I am creating an application in spark. I use avro files in HDFS with Hadoop2. I use maven and I include avro like this :
<dependency>
<groupId>org.apache.avro</groupId>
<artifactId>avro-mapred</artifactId>
<version>1.7.6</version>
<classifier>hadoop2</classifier>
</dependency>
I did a unit test and while I use mvn test, all work.
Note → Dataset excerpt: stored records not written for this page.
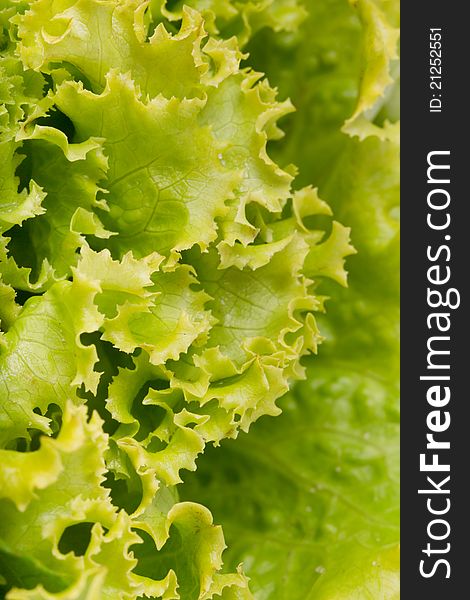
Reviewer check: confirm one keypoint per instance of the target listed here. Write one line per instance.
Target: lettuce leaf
(163, 276)
(310, 500)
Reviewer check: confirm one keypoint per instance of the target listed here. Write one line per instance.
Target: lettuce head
(164, 272)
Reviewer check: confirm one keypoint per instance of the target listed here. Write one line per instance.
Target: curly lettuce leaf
(327, 471)
(62, 537)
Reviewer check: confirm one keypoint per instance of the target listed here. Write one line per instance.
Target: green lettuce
(310, 500)
(163, 279)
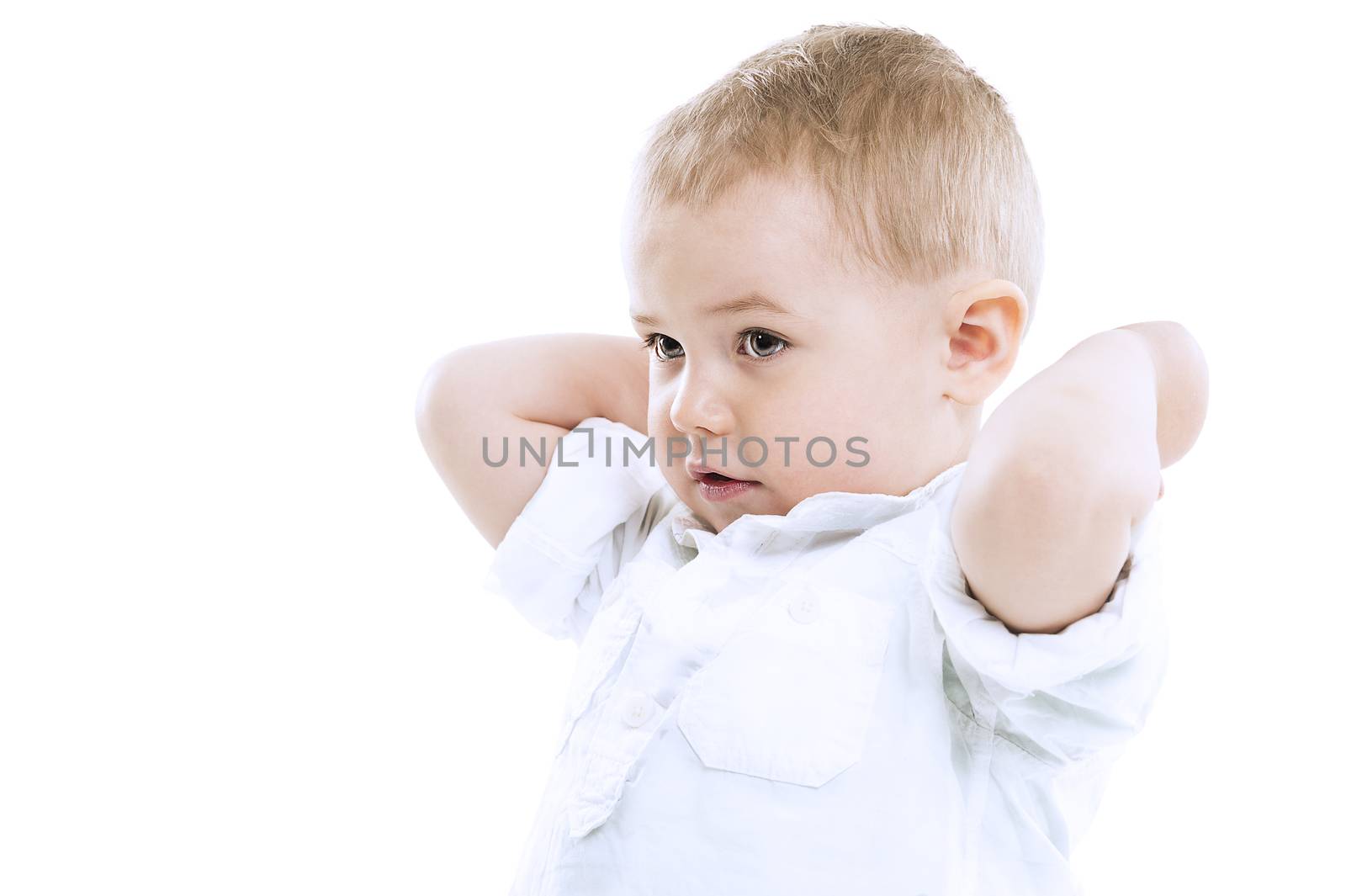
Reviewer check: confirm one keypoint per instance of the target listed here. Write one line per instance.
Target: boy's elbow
(435, 397)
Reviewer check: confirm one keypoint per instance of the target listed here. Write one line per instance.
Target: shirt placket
(656, 671)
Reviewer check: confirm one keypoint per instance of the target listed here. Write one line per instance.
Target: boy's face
(850, 361)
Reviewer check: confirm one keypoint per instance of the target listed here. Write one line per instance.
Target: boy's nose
(699, 408)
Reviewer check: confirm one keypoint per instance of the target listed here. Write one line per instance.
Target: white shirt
(812, 702)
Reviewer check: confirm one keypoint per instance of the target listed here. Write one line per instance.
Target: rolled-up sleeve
(1065, 696)
(587, 518)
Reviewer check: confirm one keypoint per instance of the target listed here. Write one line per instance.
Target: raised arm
(531, 388)
(1067, 464)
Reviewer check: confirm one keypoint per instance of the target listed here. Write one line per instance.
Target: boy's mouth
(706, 474)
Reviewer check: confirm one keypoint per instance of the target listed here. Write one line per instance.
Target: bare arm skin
(1067, 464)
(531, 388)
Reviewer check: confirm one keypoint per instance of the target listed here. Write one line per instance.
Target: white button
(804, 607)
(637, 711)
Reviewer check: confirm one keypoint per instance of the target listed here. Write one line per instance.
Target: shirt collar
(824, 512)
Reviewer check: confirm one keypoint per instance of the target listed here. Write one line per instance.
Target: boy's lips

But While I launch with spark submit no ! and I have this mistake :
Exception in thread "main" org.apache.spark.SparkException: Job aborted due to stage failure: Task 1 in stage 0.0 failed 1 times, most recent failure: Lost task 1.0 in stage 0.0 (TID 1, localhost): java.lang.IncompatibleClassChangeError: Found interface org.apache.hadoop.mapreduce.TaskAttemptContext, but class was expected
at org.apache.avro.mapreduce.AvroKeyInputFormat.createRecordReader(AvroKeyInputFormat.java:47)
Can you help me ?
Thank you
Ok, I fond the solution :D Thanks to http://apache-spark-developers-list.1001551.n3.nabble.com/Fwd-Unable-to-Read-Write-Avro-RDD-on-cluster-td10893.html.
The solution is to add jar in your SPARK_CLASSPATH
You can download the jar here : http://repo1.maven.org/maven2/org/apache/avro/avro-mapred/1.7.7/